Global stocks continued to rise last week, despite starting the week on the backfoot. Investors overcame the turbulence caused from disappointing outlooks from big tech companies, gaining momentum on the hope of a smaller FED rate hike and signs that inflation is starting to be controlled.
Tech stocks and Nasdaq 100 had their best week since November, despite worrisome results from Microsoft Texas instruments and especially Intel Corp.
Traders were comforted following data showing that spending fell, and the Fed’s preferred inflation indicators slowed in December to their lowest annual pace in over a year.
The central bank pays particular attention to long-term perspectives since they can cause expectations to become self-fulfilling and drive-up prices. Despite acknowledging that the economy is at risk of entering a recession, Treasury Secretary Janet Yellen said she is heartened by recent data on inflation and employment.

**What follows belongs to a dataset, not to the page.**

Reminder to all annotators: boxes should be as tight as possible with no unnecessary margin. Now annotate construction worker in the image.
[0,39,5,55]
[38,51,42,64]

Kara Murphy at Kestra Investment Management is more conserved on their opinion: “The market has been rallying on the idea that inflation is whipped. But I’m not so sure it’s settled yet. When you think about how monetary policy works, it’s generally slow. Imagine trying to turn the Titanic way in advance of the iceberg — you have to start long before the iceberg is right in front of you, and you can’t always be sure how the economy is going to react.”
The expectation that the Fed will cut interest rates at the end of 2023 is “a step too far,” according to Erick Muller, head of product and investment strategy at Muzinich & Co. However, hopes are high that the Fed will deliver a 25 basis-point increase on February 1 to move away from last year’s larger moves. Muller predicted that the Fed would announce that it was “approaching the final phase,” but “listen carefully guys: we will continue to raise rates.” The future course of inflation will determine how volatile rates will be.